Proctor & Gamble gilt als eines der innovativsten Unternehmen der USA. Im Konsumgütermarketing haben wenige Unternehmen eine vergleichbare Erfahrung gesammelt. Wenn P & G heute aufgrund seiner Erfahrungen mit dem Projekt beinggirl Community Marketing als die effizienteste Methode der Kommunikation – zumindest bei jüngeren Zielgruppen – sieht, und dies international umsetzen will, ist dies ein ernst zu nehmendes Statement.  Nach den Erfahrungen von P & G ist dieses Instrument mehr als 4x wirksamer als bisher genutzte Marketingmethoden. Die angestrebte Umsetzung dieser Erfahrung beinhaltet interessante Probleme.

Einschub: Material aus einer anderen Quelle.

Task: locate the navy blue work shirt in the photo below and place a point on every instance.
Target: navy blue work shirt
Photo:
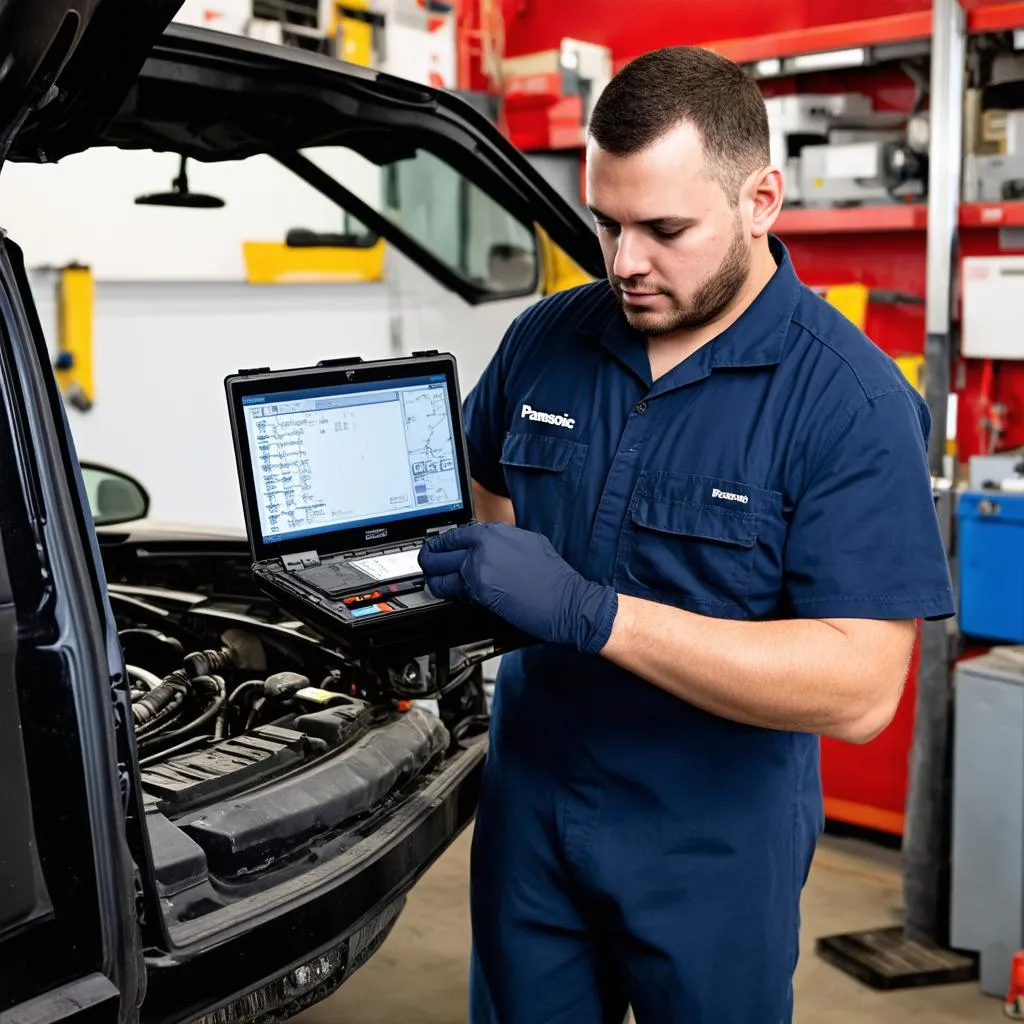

Das Community Marketing Konzept Beinggirl kritisch betrachtet

Ohne den Erfolg von Beinggirl in Frage zu stellen, fallen bei einem zweiten Blick kritische Fragen ins Auge. Ein Blick in Google Trends gibt für beinggirl.com die folgende Entwicklung aus. 

beinggirlcomNach Google hat beinggirl.com nach einem Einstieg bei etwa 14 Tsd unique visitors sich bei 3,5- 4.0 Tsd unique visitors eingependelt. Das mag für die USA eine marginale Reichweite darstellen, für eine belastbare Einschätzung der Wirkung des Instruments dürfte dieser Test ausreichend groß ausgefallen sein.

Die Konsequenz aus diesem erfolgreichen Test lautet bei P & G: wir kopieren die Methode und etablieren das Netzwerk beinggirl in über 20 Ländern. Ãœber diese Konsequenz kann man aus einigen Gründen unterschiedlicher Meinung sein. Hier fallen mir -neben kulturellen Unterschiede – weitere Fragezeichen ein.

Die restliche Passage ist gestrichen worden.